E d'altra parte il personaggio Nuto nella sua solidità di «vecchio compagno», nei suoi giudizi sui notabili o nella sua volontà di rinnovamento sociale non riuscirebbe interamente comprensibile prescindendo da questo (sia pure minoritario) motivo politico. fiuto nel sistema dei personaggi assolve rispetto ad Anguilla una funzione che è di opposizione e di completamento: egli è rimasto nei luoghi dove è nato e cresciuto, ne ha assimilato l'atavica esperienza, sa che nella luna «bisogna crederci per forza», che se provi «a tagliare a luna piena un pino, te lo mangiano i vermi». Come ha notato Lorenzo Mondo, Nuto ha molteplici ascendenze: «è il clarinettista de I fumatori di carta [in Lavorare stanca] e il Candido del racconto il mare, fors'anche il Pablo de Il compagno, liberato dalla chitarra e dalla soggezione a Hemingway, e inserito in una tradizione tutta italiana, quella dei Vittorini ("gli eroici furori") e dei Pratolini (il Metello sindacalista "Se ti stacchi ti perdi"). A lui che "di tutto vuol darsi ragione" e sostiene che "il mondo è mal fatto e bisogna rifarlo" Pavese affida il suo pungente moralismo, la sua ansia, più religiosa che politica, di redenzione umana».

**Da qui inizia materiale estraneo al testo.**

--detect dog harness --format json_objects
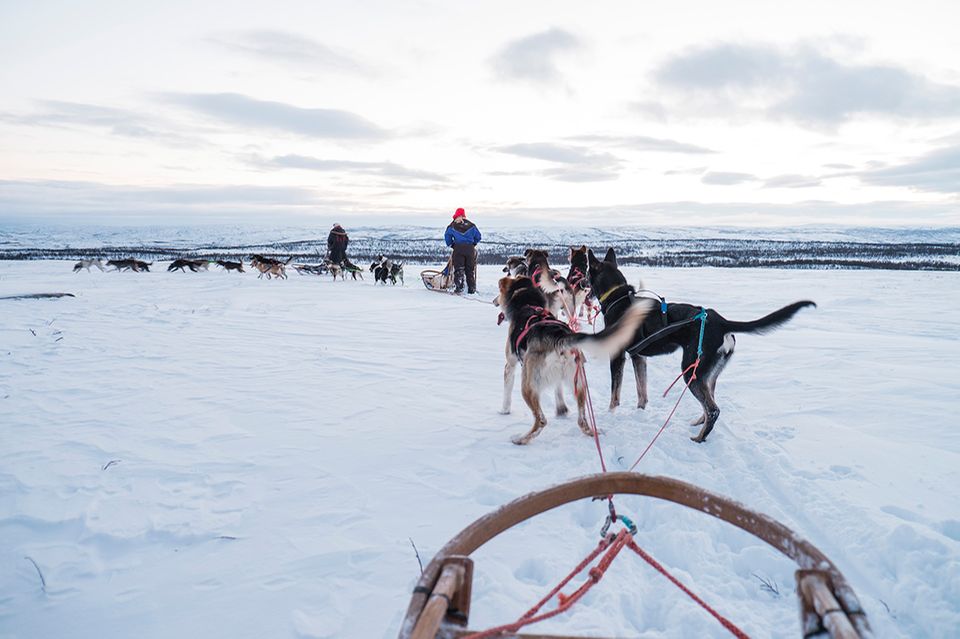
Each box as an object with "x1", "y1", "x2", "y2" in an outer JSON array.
[{"x1": 513, "y1": 305, "x2": 568, "y2": 362}]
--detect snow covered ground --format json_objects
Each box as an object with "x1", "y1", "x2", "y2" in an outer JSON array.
[{"x1": 0, "y1": 262, "x2": 960, "y2": 639}]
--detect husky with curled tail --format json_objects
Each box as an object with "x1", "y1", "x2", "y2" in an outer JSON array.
[{"x1": 494, "y1": 277, "x2": 653, "y2": 444}]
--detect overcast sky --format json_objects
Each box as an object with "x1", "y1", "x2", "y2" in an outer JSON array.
[{"x1": 0, "y1": 0, "x2": 960, "y2": 226}]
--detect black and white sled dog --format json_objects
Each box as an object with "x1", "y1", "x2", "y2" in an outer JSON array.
[
  {"x1": 567, "y1": 246, "x2": 593, "y2": 317},
  {"x1": 107, "y1": 257, "x2": 153, "y2": 273},
  {"x1": 167, "y1": 257, "x2": 210, "y2": 273},
  {"x1": 390, "y1": 262, "x2": 405, "y2": 286},
  {"x1": 523, "y1": 249, "x2": 573, "y2": 321},
  {"x1": 73, "y1": 257, "x2": 103, "y2": 273},
  {"x1": 503, "y1": 255, "x2": 528, "y2": 277},
  {"x1": 370, "y1": 255, "x2": 403, "y2": 284},
  {"x1": 588, "y1": 248, "x2": 816, "y2": 443},
  {"x1": 340, "y1": 258, "x2": 363, "y2": 280},
  {"x1": 494, "y1": 276, "x2": 653, "y2": 444},
  {"x1": 217, "y1": 260, "x2": 246, "y2": 273}
]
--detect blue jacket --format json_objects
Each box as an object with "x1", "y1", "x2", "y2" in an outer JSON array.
[{"x1": 443, "y1": 217, "x2": 480, "y2": 246}]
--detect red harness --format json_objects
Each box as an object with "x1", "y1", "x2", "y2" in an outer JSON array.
[{"x1": 513, "y1": 305, "x2": 567, "y2": 354}]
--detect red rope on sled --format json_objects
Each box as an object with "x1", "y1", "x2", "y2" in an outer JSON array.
[
  {"x1": 627, "y1": 539, "x2": 750, "y2": 639},
  {"x1": 627, "y1": 357, "x2": 700, "y2": 472},
  {"x1": 463, "y1": 529, "x2": 630, "y2": 639},
  {"x1": 573, "y1": 358, "x2": 607, "y2": 472}
]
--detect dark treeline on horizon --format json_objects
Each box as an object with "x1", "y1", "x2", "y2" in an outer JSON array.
[{"x1": 0, "y1": 238, "x2": 960, "y2": 271}]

Tecniche narrative e stile

La struttura del romanzo alla quale abbiamo accennato all'inizio comporta per il protagonista-narratore la tecnica della disarticolazione del tempo cronologicamente inteso, cioè la continua interferenza di due piani del tempo: il presente e il passato. Si potrebbe forse anche sostenere che ad ognuno di questi piani corrispondano modalità stilistiche specifiche: una precisione di notazioni e di dettagli, una vocazione "realistica" per la rappresentazione del presente; una vocazione "lirica", un abbandono a tonalità di «una straziata e straziante melanconia» (A. Guiducci) nella rievocazione del passato, ora che i1 protagonista-narratore sa che «crescere vuol dire andarsene, invecchiare, veder morire, ritrovare la Mora com'era adesso». In questo secondo caso la prosa di Pavese si distingue per spiccate valenze ritmiche e melodiche; per un andamento poetico sui quali la critica - da Beccaria a Finzi - ha richiamato l'attenzione. È, a questo proposito, opportuno ricordare le suggestioni di «Solaria» alle quali la formazione letteraria di Pavese non fu estranea.